I won’t spend too much time on this one, because it is less interesting than encoding to Base64. My first go at it was to make pretty much the same thing as encoding, but in reverse. Unfortunately, TextEncoder doesn’t support UTF-16 in browsers, which limits my options. I had to use charCodeAt();

function base64ToArrayBuffer(base64String) {
    const binaryString = atob(base64String);
    const array = Uint8Array.from(binaryString, c => c.charCodeAt(0));
    return array.buffer;
}

This takes 1157.00 ms on Firefox and 4244.20 ms on Chrome, Firefox once again handily beating the market leader. I believe it has something to do with allocating a new String for each character in binaryString. In the end, a simple loop is much faster.

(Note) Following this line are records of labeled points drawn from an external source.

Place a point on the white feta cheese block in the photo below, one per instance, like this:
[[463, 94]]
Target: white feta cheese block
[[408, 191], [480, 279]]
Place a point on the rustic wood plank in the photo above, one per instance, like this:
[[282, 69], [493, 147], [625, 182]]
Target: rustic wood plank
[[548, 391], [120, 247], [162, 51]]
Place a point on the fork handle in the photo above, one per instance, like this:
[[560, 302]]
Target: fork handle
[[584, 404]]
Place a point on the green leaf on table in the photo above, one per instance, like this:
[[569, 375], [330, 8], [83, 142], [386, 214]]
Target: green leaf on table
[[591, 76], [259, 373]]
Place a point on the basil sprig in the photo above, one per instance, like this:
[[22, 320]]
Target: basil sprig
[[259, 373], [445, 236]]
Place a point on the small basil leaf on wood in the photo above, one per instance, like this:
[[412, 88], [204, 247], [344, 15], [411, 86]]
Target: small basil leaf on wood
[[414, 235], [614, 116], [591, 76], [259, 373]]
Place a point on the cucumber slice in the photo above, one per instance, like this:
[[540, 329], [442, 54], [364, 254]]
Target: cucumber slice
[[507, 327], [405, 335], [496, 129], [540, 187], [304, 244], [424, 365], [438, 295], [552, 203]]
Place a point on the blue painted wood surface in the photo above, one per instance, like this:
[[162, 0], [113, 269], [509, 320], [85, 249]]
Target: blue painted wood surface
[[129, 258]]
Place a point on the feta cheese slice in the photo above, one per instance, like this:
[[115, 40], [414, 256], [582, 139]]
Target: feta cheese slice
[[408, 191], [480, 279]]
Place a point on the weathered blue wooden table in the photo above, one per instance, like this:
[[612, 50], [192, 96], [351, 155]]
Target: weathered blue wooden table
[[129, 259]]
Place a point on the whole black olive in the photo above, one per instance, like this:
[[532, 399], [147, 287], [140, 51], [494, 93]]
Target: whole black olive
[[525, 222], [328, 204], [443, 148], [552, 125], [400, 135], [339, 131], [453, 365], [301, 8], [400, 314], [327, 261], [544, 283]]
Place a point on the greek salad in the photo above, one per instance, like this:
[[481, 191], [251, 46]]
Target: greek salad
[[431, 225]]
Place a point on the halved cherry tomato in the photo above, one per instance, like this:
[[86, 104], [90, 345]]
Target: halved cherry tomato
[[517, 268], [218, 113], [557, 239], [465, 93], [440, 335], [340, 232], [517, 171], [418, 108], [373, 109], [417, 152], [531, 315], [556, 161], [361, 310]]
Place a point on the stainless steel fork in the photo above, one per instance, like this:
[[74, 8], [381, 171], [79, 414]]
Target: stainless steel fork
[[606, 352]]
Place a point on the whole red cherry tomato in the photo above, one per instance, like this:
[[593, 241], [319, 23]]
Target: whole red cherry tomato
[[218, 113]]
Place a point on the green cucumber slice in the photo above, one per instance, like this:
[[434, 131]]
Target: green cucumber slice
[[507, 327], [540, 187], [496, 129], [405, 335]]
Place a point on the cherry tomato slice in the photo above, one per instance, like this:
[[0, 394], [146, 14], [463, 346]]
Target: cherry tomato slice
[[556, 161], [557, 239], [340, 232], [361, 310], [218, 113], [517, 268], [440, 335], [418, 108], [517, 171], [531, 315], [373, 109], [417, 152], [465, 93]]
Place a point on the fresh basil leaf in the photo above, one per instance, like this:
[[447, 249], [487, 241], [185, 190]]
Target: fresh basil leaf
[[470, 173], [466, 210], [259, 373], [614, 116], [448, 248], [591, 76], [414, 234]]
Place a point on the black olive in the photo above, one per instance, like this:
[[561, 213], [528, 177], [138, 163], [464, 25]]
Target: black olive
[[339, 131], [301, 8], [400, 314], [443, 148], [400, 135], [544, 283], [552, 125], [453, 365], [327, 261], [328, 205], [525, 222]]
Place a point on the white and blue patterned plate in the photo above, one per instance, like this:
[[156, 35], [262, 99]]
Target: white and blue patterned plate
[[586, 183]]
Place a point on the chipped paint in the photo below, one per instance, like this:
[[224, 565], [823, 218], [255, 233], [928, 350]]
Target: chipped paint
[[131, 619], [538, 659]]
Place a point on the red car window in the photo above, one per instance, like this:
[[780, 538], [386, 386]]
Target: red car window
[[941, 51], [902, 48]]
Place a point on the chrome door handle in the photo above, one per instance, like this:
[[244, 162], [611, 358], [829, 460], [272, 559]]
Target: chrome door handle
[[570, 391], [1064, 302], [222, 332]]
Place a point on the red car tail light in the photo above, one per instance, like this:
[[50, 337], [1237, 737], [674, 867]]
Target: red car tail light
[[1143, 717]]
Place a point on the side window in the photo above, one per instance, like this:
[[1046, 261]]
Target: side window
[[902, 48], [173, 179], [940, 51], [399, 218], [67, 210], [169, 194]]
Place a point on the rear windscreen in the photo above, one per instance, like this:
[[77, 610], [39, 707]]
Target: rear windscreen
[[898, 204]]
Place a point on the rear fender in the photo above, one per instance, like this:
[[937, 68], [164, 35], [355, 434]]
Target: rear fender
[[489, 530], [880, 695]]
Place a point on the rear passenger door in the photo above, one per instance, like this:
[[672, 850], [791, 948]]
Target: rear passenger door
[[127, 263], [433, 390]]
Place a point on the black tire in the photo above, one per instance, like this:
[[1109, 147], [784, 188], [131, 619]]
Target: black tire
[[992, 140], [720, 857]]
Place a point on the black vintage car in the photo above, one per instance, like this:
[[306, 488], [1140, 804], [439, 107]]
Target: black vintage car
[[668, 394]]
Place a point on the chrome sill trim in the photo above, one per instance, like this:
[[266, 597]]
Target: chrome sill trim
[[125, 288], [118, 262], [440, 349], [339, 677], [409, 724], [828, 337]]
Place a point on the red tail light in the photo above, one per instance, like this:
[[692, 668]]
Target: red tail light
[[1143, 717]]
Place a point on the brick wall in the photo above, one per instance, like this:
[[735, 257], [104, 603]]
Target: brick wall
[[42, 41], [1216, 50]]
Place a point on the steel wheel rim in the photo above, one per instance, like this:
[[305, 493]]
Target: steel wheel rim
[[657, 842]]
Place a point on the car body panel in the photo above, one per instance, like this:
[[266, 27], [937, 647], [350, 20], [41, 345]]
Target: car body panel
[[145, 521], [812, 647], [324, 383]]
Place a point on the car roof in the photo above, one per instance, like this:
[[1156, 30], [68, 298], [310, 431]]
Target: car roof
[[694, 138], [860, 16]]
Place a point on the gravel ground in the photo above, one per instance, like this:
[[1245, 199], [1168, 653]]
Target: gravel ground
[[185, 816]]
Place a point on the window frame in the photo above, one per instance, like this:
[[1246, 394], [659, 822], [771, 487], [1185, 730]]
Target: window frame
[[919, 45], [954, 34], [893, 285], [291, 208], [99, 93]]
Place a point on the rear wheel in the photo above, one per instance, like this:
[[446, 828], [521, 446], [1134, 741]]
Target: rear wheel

function base64ToArrayBuffer(base64String) {
    const binaryString = atob(base64String);
    const len = binaryString.length;
    const array = new Uint8Array(len);
    for (let i = 0; i < len; i++) {
        array[i] = binaryString.charCodeAt(i);
    }
    return array.buffer;
}

The loop version comes at 200.00 ms on Firefox and Chrome redeems itself at 155.80 ms. All our effort will become irrelevant soon though, because…

Firefox saves the day

There is a proposal for a native method for all of this:

const base64 = new Uint8Array(buffer).toBase64();
const buffer = Uint8Array.fromBase64(base64String).buffer;

Only Firefox has implemented this so far, encoding in 81.00 ms and decoding in 287.00 ms. Funnily enough, our decoding function beats the native solution.

Conclusion

I conclude that if you got to this point of the text, you’re a massive nerd. I also conclude that it’s insane that it is taking so long for browsers to implement a native way of doing this simple task. Also Firefox has much better performance in string manipulation than I expected.

With this research we learned more about text encoding, TypedArrays, btoa() and a little bit of web history.

I couldn’t beat the FileReader version, but I believe I have found the fastest synchronous method. Maybe I could push this further and make a WebAssembly version… I think I will work on other projects instead.